John Harbison: It’s probably the hardest thing for me to articulate because most of my life as a performer deals with forms of religious music. And I certainly feel that when I conduct a Bach cantata that I am absolutely engaged by – not in an abstract way at all – the issues, and the stories, and the experience. But I can’t find a formal structure for that. And when I write a religious text, I would have to say that I am as gripped by the ancientness and the sound of the words, and this feeling that they are carrying significance, almost that has been sort of gradually attached to them over centuries. I would like to feel that all of the assertions were things I can insert. And that’s not really how I feel. So when I said a religious text, I would say first of all it’s the text I’m in love with, the way the words sounds, and the King James Bible I could read over and over. The King James Bible I’ve come back to so often for text.
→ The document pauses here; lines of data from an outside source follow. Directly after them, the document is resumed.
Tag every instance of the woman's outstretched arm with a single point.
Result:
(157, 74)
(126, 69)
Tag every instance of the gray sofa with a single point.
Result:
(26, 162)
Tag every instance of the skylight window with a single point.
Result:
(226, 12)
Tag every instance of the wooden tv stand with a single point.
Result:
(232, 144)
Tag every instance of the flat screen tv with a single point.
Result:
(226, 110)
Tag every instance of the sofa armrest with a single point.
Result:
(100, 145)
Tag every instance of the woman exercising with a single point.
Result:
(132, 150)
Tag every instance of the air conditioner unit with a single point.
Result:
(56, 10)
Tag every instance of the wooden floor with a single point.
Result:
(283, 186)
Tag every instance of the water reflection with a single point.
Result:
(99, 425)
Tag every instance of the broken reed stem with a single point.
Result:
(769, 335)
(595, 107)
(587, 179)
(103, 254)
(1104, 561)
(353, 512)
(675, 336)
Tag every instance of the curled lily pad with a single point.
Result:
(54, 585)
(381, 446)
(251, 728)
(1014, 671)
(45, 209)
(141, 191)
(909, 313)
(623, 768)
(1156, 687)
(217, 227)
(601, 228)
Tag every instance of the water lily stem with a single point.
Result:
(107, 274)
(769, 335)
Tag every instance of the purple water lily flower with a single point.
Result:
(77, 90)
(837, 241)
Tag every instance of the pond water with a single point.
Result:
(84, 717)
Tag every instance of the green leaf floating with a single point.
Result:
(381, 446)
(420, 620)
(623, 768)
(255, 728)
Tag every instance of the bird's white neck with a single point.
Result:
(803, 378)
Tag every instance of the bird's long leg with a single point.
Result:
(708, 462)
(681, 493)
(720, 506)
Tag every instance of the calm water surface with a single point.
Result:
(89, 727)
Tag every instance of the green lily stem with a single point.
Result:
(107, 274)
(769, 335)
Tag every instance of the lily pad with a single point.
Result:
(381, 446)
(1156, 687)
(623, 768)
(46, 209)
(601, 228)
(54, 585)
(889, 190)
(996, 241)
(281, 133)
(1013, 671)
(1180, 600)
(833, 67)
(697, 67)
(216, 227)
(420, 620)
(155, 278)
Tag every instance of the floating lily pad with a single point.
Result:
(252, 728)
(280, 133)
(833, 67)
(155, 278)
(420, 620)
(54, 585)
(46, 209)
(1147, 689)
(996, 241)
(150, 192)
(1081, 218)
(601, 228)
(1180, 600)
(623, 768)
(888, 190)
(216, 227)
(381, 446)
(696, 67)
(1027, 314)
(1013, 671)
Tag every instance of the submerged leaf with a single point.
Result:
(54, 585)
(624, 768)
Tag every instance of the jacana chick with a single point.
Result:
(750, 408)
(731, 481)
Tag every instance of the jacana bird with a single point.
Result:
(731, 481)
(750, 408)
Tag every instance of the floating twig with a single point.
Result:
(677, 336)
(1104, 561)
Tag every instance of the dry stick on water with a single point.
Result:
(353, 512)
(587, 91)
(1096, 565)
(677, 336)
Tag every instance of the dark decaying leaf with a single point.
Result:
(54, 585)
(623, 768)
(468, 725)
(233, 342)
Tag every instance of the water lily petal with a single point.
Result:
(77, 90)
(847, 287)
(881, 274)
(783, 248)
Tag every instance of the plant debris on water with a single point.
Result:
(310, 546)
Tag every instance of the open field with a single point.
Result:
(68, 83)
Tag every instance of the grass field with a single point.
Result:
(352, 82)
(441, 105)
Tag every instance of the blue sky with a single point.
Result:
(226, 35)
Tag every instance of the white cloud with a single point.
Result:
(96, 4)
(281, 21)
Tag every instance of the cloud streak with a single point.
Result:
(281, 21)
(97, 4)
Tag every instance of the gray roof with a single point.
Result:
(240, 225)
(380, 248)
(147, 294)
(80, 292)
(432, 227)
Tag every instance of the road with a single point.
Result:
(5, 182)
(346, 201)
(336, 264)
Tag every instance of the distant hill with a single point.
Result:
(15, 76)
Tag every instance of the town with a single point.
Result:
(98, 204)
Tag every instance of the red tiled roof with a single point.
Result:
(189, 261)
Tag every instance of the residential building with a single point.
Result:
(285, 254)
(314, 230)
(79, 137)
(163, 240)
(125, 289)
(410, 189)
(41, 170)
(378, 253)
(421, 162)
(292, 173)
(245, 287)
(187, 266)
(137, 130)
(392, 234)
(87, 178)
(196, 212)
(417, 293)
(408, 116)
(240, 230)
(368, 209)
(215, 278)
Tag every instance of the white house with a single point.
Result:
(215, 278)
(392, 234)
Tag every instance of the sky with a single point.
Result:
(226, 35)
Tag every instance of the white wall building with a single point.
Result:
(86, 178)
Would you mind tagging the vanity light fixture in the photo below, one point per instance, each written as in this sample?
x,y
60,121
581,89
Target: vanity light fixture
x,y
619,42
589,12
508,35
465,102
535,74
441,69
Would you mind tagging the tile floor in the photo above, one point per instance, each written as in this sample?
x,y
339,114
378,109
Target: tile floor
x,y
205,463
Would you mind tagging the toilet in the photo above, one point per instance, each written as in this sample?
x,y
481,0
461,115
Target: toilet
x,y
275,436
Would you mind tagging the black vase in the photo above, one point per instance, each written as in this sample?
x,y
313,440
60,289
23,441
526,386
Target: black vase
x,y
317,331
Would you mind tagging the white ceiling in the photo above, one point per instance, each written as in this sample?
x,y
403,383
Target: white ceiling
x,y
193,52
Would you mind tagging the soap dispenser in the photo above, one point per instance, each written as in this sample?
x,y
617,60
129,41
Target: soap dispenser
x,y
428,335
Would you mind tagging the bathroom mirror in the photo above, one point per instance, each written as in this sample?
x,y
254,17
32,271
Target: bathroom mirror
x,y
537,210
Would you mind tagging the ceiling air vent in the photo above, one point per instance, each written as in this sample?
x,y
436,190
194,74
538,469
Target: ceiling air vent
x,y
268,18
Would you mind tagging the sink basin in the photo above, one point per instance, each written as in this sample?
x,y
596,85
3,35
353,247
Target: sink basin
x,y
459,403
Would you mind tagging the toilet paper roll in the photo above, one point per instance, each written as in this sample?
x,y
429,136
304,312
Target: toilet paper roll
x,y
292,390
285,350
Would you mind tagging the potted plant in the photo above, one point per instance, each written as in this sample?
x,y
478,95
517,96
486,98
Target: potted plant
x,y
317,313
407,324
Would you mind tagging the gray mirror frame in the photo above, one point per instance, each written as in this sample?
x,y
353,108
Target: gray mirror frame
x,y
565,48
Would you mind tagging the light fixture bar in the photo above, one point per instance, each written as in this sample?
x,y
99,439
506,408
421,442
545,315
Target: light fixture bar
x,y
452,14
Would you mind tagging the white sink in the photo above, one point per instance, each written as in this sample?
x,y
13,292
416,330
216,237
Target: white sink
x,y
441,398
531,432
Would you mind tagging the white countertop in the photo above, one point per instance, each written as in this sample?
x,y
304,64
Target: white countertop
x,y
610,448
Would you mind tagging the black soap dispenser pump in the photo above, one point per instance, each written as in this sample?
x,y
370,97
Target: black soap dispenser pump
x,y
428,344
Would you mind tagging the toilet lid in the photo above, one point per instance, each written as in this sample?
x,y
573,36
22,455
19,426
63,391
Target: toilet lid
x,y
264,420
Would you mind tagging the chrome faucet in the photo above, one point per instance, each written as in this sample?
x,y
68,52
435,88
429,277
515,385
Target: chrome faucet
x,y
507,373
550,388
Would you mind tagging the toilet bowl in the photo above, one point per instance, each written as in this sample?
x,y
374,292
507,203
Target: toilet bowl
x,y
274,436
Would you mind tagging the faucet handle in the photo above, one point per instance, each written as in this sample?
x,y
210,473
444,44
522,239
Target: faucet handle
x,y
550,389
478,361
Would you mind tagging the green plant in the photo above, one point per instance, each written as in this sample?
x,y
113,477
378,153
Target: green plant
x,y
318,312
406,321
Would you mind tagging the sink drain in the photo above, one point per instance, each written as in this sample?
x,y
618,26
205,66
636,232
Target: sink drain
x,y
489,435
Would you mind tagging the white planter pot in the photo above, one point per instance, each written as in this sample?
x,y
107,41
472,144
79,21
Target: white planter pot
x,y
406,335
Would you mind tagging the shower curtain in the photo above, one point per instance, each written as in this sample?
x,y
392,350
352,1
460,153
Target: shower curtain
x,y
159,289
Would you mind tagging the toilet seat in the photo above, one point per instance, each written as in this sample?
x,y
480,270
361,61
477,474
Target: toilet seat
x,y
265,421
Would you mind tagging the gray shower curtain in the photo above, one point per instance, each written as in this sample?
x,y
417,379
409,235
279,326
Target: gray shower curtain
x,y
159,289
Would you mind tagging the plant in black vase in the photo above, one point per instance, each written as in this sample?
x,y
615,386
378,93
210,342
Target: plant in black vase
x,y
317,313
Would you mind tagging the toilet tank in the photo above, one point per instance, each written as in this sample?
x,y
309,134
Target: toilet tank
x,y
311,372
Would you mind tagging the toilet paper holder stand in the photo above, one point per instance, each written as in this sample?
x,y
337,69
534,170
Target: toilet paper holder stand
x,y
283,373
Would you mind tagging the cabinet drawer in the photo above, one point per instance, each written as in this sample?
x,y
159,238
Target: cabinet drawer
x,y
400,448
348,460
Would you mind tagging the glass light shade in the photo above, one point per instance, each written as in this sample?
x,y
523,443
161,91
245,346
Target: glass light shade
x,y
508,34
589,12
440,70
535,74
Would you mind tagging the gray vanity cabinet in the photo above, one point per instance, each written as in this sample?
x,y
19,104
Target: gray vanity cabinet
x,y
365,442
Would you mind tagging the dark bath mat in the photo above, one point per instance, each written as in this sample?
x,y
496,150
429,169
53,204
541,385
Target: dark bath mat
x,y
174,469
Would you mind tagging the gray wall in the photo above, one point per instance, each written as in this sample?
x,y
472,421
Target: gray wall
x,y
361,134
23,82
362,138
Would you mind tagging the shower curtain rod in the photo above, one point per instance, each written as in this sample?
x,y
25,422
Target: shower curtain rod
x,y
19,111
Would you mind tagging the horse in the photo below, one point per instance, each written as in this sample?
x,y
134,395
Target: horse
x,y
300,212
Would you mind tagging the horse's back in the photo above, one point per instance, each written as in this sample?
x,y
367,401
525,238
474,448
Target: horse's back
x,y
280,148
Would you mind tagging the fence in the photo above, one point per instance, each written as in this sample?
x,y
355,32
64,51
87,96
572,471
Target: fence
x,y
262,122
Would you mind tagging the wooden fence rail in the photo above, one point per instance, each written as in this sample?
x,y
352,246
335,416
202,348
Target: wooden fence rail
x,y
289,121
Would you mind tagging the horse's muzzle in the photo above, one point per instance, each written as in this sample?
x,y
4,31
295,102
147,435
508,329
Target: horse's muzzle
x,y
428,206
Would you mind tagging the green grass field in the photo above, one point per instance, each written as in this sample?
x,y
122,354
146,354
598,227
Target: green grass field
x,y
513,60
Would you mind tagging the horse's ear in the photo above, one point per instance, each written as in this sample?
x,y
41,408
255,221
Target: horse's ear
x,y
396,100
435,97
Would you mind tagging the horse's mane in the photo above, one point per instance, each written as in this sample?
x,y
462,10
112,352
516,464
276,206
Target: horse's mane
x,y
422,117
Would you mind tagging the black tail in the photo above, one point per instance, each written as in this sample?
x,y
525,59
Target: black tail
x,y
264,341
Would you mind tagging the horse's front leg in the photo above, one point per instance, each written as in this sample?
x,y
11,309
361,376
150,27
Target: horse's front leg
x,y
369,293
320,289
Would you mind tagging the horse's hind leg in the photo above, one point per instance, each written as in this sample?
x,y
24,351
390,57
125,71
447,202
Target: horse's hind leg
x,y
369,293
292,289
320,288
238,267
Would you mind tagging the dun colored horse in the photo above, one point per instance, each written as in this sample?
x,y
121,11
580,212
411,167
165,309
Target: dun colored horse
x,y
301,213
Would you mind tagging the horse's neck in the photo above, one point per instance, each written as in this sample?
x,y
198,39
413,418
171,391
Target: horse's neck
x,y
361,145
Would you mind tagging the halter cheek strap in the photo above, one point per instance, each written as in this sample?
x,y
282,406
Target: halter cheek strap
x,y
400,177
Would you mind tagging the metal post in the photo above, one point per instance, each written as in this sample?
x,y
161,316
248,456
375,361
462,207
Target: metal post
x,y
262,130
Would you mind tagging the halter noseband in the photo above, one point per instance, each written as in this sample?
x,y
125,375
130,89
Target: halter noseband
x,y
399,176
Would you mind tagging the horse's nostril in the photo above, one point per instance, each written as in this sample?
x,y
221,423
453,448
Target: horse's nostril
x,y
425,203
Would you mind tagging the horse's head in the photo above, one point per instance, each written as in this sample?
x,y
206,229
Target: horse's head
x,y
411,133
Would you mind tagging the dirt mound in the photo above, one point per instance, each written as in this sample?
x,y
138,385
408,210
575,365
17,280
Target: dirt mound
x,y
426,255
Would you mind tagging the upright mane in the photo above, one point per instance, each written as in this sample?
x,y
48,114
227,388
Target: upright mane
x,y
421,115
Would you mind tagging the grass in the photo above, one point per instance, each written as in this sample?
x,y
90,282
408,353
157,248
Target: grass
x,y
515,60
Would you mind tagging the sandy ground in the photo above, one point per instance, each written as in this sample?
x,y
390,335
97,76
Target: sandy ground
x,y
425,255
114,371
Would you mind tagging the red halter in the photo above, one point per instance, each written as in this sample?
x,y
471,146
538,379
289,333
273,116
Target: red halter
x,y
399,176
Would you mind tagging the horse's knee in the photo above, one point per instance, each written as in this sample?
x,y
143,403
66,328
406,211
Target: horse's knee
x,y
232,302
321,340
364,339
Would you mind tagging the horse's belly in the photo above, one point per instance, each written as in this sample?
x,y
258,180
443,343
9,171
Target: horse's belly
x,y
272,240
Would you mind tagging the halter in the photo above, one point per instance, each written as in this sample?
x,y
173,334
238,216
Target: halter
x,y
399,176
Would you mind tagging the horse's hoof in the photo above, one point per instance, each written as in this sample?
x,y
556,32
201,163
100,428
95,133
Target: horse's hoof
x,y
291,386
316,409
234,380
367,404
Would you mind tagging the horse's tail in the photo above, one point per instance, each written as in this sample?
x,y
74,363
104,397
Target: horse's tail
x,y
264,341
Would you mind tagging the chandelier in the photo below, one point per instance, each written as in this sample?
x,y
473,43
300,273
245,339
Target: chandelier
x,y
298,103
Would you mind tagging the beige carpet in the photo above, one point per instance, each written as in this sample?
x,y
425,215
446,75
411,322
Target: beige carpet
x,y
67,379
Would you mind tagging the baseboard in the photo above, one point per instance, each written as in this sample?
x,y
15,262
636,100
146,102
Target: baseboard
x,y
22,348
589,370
And it was really translated at a moment where the English language had an extraordinary rhythmic and verbal variety. It’s Shakespeare era. And I find sometimes the passage that attracts me as unusual words or rhythms that I just find absolutely irresistible. In addition to, of course, it’s accumulated significance; but it’s as much just a deep affection for a text, a love for a text, as it is the whole world doctrine from which it emerges. And of course like a lot of people who are dealing with church music, and I actually work as a church musician some of the time, it’s terribly unsettling to have to contemplate how much of the conflict in the world, to this day, is generated by religious groups; by people who are fired up about the doctrine. And it’s difficult for someone like myself to embrace the institutional issues, having from a semi historian’s point of view, a pretty firm idea that they often lead to people fighting each other about them.